We have all experienced the situation where you go into a store for a particular item and find it is out of stock or simply nowhere to be found on the shelves. This happens more often than not during particular events, like a heatwave, when certain items go off the shelves faster than normal.

The reason this happens is because both supermarkets and brands have been essentially using outdated methods to monitor stock levels, with a sales executive manually walking around the store with a clipboard and pen. This method is not only cumbersome but also prone to human error. With the march of internet shopping continuing, supermarkets must innovate to keep shoppers in store.
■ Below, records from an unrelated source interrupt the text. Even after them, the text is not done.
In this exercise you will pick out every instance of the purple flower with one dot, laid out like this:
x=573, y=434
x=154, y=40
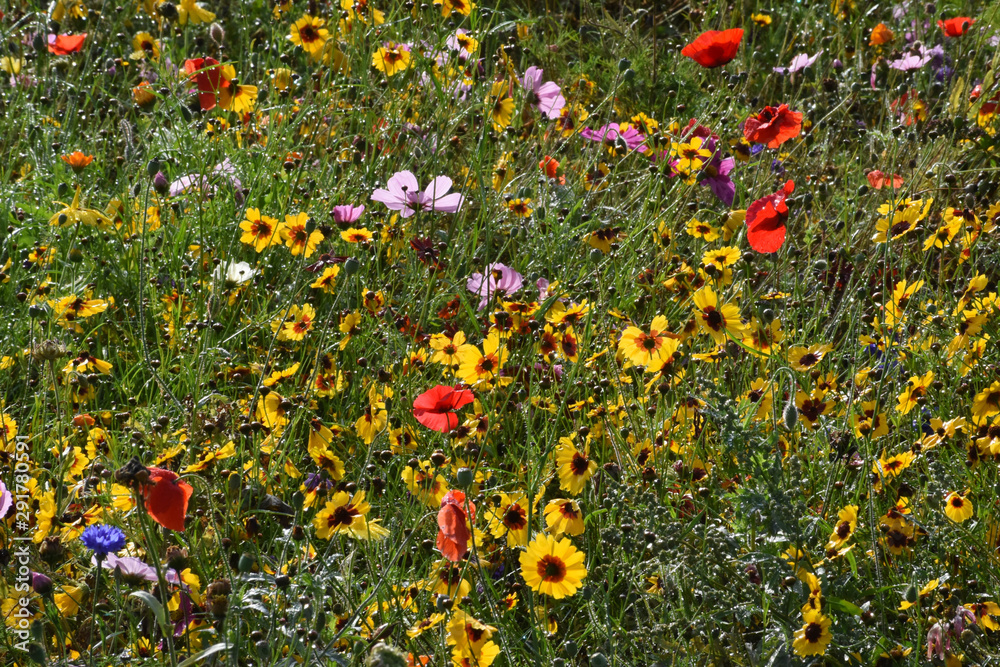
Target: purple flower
x=937, y=641
x=962, y=616
x=133, y=569
x=545, y=97
x=716, y=176
x=40, y=583
x=799, y=63
x=499, y=279
x=346, y=213
x=613, y=134
x=455, y=45
x=912, y=61
x=6, y=500
x=103, y=539
x=543, y=286
x=404, y=194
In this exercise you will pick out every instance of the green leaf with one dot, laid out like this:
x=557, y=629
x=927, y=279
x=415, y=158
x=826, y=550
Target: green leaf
x=844, y=606
x=197, y=657
x=154, y=605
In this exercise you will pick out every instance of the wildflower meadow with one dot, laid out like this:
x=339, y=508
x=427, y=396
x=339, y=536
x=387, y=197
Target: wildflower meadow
x=549, y=333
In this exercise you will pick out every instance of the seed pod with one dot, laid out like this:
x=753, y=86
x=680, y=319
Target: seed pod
x=790, y=414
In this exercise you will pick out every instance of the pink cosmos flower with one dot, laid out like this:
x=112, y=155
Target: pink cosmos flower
x=911, y=61
x=613, y=132
x=499, y=279
x=545, y=97
x=403, y=194
x=347, y=213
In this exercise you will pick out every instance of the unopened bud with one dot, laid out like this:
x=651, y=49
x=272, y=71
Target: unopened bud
x=160, y=183
x=384, y=655
x=790, y=414
x=217, y=34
In today's fiercely competitive retail environment understanding how products look, how they perform, and how they persuade on the shelves has never been so business critical. So from Nestle to Coca-Cola these brands need big data in real time and technology like AI makes it possible to analyse and gain reliable data from thousands of shelves in less time than it takes to boil a kettle.

To give an example of how AI is being used, with Trax consumer packaged goods manufacturers can take a single photograph, on a smartphone, of a supermarket shelf and generate data about the performance of every brand on that shelf within minutes, due to Trax's deep-learning AI system.

This means store managers can ensure that the shelves are constantly stocked, predict trends, and see which promotions are working particular well.

So, the next time you walk into store and see a new beer on the shelf, for instance, its positioning in the supermarket, the stock levels, the promotion launching the product, and its pricing could all well be influenced by artificial intelligence.

Technology may be making it easier for you to shop online, but artificial intelligence is also giving big brands and retailers the analysis and power to improve your shopping experience at physical stores.